If you have ever spent more than five minutes with me, you probably know that I think my parents are awesome. Even if they weren’t my parents, I am sure I would hold them in great esteem for the wise and godly lives they lead as individuals and as a couple. Despite having done the whole leave and cleave thing, my parents’ opinions are still extremely important to me, which is okay with Jim because he and my dad are basically twins, separated by twenty odd years and a hairline.
So whenever my parents watch our kids, I like to debrief afterwards to get their insights and advice. (Don’t tell the kids their grandparents are spying on them for us, okay? They just think Gram and Gramps are playing Monopoly with them when in reality they are gathering intel.) My mom usually has something profound to offer on the relational front, a way for us to better connect with one of the kids while my dad, being the ex-farm boy/soldier usually has something to say about structure and discipline. Upon returning from a recent trip, there was my dad, ready to offer a gem regarding expectations. “Before we went anywhere, I would just tell them what my expectations were and they would fulfill them.”
Duh, Dad. Me too. Like before we go into the grocery store I say, “Okay, we are going into the grocery store. I expect you will all behave really badly, except for Bailey who will just wander off, acting as if he doesn’t know who these crazy people are. I expect you to beg for myriad things that aren’t on the list and I am expecting to give in on more than one occasion just to get you to be quiet.” See, Dad. I already knew that one.
Okay, so maybe those weren’t exactly the expectations he was talking about. But it got me to thinking about expectations in general. While all this was swirling around in my head like mashed potatoes in a KitchenAid, I read an article about Paula Deen and the recent announcement that she has Type II Diabetes. People seem to have quickly formed two camps regarding the news.

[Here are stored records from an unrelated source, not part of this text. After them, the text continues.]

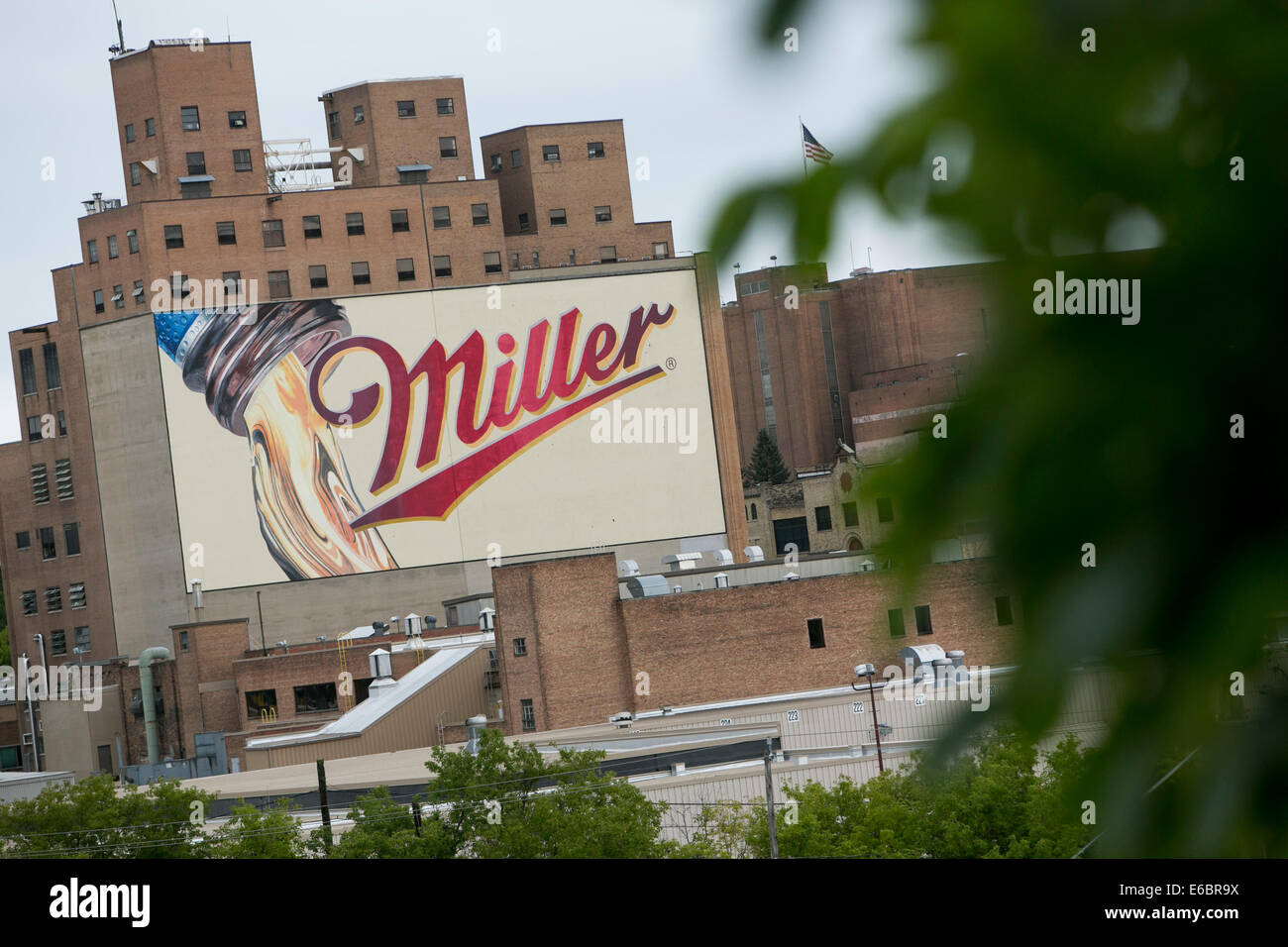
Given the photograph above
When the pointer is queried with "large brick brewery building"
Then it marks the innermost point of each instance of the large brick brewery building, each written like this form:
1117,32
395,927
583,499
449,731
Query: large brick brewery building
98,500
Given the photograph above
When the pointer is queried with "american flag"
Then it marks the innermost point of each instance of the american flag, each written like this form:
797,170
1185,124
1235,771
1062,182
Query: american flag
812,150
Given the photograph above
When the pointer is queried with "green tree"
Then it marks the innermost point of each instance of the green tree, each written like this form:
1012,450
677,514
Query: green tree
254,834
95,818
510,801
767,464
1158,442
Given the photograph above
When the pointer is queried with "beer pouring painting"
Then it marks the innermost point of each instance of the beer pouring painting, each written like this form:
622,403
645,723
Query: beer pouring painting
370,433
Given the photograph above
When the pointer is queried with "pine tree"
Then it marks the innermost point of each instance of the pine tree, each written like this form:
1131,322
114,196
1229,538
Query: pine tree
767,463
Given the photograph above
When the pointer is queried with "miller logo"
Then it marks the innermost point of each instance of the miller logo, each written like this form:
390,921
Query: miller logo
531,398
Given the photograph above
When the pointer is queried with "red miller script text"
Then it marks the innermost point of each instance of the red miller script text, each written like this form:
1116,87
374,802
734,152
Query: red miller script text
558,402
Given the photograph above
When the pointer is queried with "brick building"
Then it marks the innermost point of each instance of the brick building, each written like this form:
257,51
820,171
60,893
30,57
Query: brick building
812,360
88,525
574,650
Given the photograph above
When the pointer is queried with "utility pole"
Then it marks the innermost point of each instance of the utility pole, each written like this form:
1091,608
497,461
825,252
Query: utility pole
769,797
326,809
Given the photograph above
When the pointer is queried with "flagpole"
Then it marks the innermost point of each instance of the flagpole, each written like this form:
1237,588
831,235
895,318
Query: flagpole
800,127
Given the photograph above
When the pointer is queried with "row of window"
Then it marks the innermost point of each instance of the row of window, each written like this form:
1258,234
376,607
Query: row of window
62,478
48,551
40,428
27,367
54,599
549,153
406,110
559,218
189,120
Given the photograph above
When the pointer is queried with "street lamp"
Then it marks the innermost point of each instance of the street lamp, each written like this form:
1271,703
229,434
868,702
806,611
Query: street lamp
868,672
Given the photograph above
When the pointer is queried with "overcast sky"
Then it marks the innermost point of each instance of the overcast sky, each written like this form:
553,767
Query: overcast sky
699,98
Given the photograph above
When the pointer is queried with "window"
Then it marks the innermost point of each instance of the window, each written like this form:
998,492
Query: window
896,616
850,510
39,483
261,703
1003,604
63,478
273,234
29,371
314,697
278,283
815,633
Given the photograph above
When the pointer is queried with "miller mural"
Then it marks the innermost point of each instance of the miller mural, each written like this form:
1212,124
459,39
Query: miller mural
326,437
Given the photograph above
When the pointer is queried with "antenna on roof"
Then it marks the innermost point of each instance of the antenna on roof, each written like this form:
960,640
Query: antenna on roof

One side seems busy chowing down Twinkies and celebrating her unapologetic enjoyment of life and food while the other side hurls metaphoric multi-grain bagels and denounces her promotion of irresponsible eating habits. I confess to feeling torn between the Twinkies and the Multi-Grains.
Part of me wants to release Miss Paula from the chains of responsibility and ask Common Sense to intervene on her behalf. Are there really individuals out there who are ignorant to the consequences of all the butter and sugarcoated “goodness” she dishes out? Another part of me, however, is frustrated by the hypocrisy that benefits from the popularity of Deen’s unhealthy cooking style and then pleads for sympathy for her condition. Maybe if I really want to wiggle my finger in someone’s face, I would do well to look in the mirror first. After all, we don’t live under a monarchy of celebrity. We “elect” our idols, which means we have the power to dethrone them as well. If we don’t like what they are selling, then all we have to do is stop buying it. While this idea can be as comforting as a Twinkie, it can be a bit unsettling as well when I come to realize that this means it doesn’t just apply to the tight-fitting nature of my favorite blue jeans. If I don’t like the directions public figures are steering things, whose fault is it really? If I, the citizen, continue to buy what they are “selling,” then who is ultimately responsible for the state of things?
Maybe my dad is right, and it’s is all about expectations. Perhaps in instead of pointing my finger in someone else’s face, I should look in the mirror if I want someone to blame.